To do that, run the command lscpu
in the terminal and look under virtualization. It should say VT-X. If it is, you’re ready to go.
Of course, you will also need to get the Windows operating system. Download it from Microsoft and use their official Windows ISO (for this, I used the Windows11 ISO)
Install needed libraries and software
We’re going to install several components needed for virtualization. queue-kvm, the hardware component and the kernel level environment; virt-manager, which is the software and GUI we will be interacting with for configurations; and bridge-utils and libvirt-daemon, which are several components that allow the host to run virtualization as a service and connect your host to your guest virtual machine. We can install them all in one go:
sudo apt install qemu-kvm libvirt-daemon bridge-utils virt-manager
Restart the machine (the host) before continuing, or it will tell you the libvirt service is not available in the next steps.

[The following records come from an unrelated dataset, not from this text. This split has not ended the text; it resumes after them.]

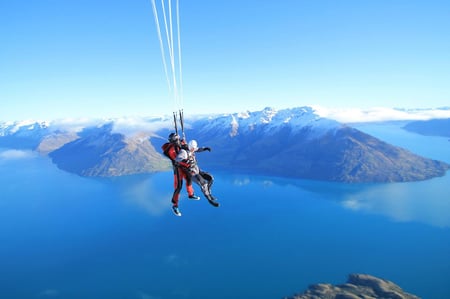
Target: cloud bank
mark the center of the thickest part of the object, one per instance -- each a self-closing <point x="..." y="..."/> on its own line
<point x="378" y="114"/>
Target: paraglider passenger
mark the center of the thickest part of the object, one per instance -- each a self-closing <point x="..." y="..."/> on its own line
<point x="171" y="150"/>
<point x="186" y="159"/>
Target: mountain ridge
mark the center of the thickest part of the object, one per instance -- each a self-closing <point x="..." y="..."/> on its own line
<point x="290" y="142"/>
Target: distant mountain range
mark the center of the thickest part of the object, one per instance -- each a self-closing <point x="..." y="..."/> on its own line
<point x="291" y="142"/>
<point x="432" y="127"/>
<point x="357" y="286"/>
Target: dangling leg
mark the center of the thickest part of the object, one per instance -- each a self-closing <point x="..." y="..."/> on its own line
<point x="189" y="187"/>
<point x="198" y="179"/>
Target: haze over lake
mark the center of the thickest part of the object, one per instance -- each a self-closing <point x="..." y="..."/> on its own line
<point x="65" y="236"/>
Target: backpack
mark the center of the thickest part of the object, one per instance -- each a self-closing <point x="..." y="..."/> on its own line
<point x="167" y="149"/>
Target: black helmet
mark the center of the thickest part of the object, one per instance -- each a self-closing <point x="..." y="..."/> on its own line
<point x="173" y="137"/>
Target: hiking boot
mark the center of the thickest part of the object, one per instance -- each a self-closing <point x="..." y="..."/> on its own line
<point x="194" y="197"/>
<point x="213" y="202"/>
<point x="176" y="211"/>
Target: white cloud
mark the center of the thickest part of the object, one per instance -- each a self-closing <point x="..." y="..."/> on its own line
<point x="49" y="293"/>
<point x="375" y="114"/>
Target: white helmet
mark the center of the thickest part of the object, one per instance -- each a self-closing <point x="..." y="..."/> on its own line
<point x="192" y="145"/>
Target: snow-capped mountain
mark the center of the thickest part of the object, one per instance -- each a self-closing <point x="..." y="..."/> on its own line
<point x="290" y="142"/>
<point x="299" y="143"/>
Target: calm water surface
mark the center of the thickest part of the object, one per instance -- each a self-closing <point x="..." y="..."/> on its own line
<point x="63" y="236"/>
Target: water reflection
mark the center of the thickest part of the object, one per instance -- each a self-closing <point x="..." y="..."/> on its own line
<point x="426" y="202"/>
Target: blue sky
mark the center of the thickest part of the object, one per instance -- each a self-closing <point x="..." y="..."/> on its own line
<point x="95" y="58"/>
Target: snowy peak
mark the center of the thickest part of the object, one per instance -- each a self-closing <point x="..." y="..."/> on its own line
<point x="269" y="121"/>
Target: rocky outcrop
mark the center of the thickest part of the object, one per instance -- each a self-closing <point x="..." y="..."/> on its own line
<point x="358" y="286"/>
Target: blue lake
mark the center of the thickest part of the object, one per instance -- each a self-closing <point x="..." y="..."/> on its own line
<point x="64" y="236"/>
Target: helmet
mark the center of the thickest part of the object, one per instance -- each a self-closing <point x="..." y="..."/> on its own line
<point x="192" y="145"/>
<point x="173" y="137"/>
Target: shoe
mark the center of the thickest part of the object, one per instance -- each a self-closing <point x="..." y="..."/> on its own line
<point x="176" y="211"/>
<point x="194" y="197"/>
<point x="213" y="202"/>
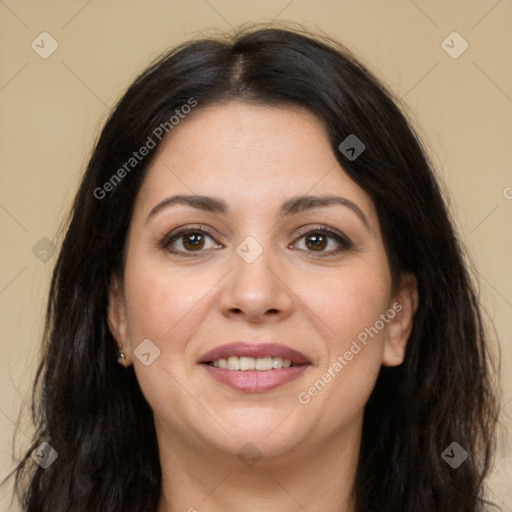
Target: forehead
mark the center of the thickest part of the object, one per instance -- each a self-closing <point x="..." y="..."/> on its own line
<point x="249" y="155"/>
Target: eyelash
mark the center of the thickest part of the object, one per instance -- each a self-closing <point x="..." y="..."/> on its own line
<point x="342" y="240"/>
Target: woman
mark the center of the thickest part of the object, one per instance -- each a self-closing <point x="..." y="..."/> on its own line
<point x="260" y="302"/>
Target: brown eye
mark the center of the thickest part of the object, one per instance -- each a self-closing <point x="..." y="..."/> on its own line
<point x="188" y="241"/>
<point x="323" y="241"/>
<point x="316" y="241"/>
<point x="193" y="241"/>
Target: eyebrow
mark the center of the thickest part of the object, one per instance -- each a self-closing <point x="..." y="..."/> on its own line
<point x="292" y="206"/>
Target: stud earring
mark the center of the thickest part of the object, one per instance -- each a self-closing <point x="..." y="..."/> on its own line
<point x="121" y="358"/>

After restart, verify the service is running with sudo systemctl status libvirtd
. It should show as active in green. If not, enable it with sudo systemctl enable libvirtd
and start it with sudo systemctl start libvirtd
. Then check again.
Next, we also need to add our user to the appropriate groups for access. This is useful:
sudo usermod -aG libvirt $(whoami)
and then: sudo usermod -aG kvm $(whoami)
.
Inside virt-manager
- Launch virt-manager from the terminal or find it in your apps.
- Select Local install media (ISO image or CDROM) and then Forward.
- From the Choose ISO or CDROM install media select Browse and navigate to your downloaded Windows11. Notice that if the ISO is not in the libvirt library (the default location), virt-manager will prompt you for permission to access the location.
- To install Windows 11, I used 8 GB of RAM, 8 CPU Cores, and 50 GB of storage (the minimum is 64GB, I’m not sure how I passed this, but you’d probably want more than that anyway). Finish and launch the virtual machine.
- When launched, the virt-manager boot will prompt to “press any key to boot from CD-ROM,” so don’t forget to press something before looking into why it doesn’t work like I did…
- The Windows 11 installer will locate the disk. Go ahead and install there, it’s the only virtual location you have if you followed the above example. Then it will ask you the usual nonsense (agree to terms, Language, keyboard layout,etc). Note: I always choose Windows 11 Pro, because home version doesn’t come with needed utilities.
Sharing common clipboard
Next, we want to install Spice-VDA, which enables us to copy-paste from the Guest to the Host and vice versa.
- Install what’s needed on your Host with
sudo apt install spice-vdagent
. - On your Guest (in Windows), go to https://spice-space.org/download.html to get the Windows guest tools binary
- We also need to install the Windows VirtIO Drivers ISO from https://pve.proxmox.com/wiki/Windows_VirtIO_Drivers ISO on the Host. Download the latest release from under Installtion and then “download the latest stable” link.
- On your host, switch to the virtual machine’s configuration (choose the little “i” from the top bar) and select your VM’s CDROM configuration. Browse to the ISO you downloaded above to mount it.
- Switch back to your Guest (select the display icon to the right of the “i”). Windows will detect the CD and ask you what to do. Select to browse the files, locate the 64-bit installer, and install.
- Leave all options as is.
- Restart the guest, and you’re done. Copy-paste should now work
Next, I want to set up a share between the Guest and the Host, but this is not urgent. It seems the easiest way to do it is to create a shared SMB folder from the Guest.
I know that in the past, I had to work harder to get Windows to work, and I still ran into some issues. The setup here took me maybe one hour and no more than two head scratches. It was easy, too easy, and I’m not sure how much of it was because of my hardware and how much because of what’s now included in the virtualization libraries… but it works. I already installed Photoshop, and it works perfectly in Linux, just as it should.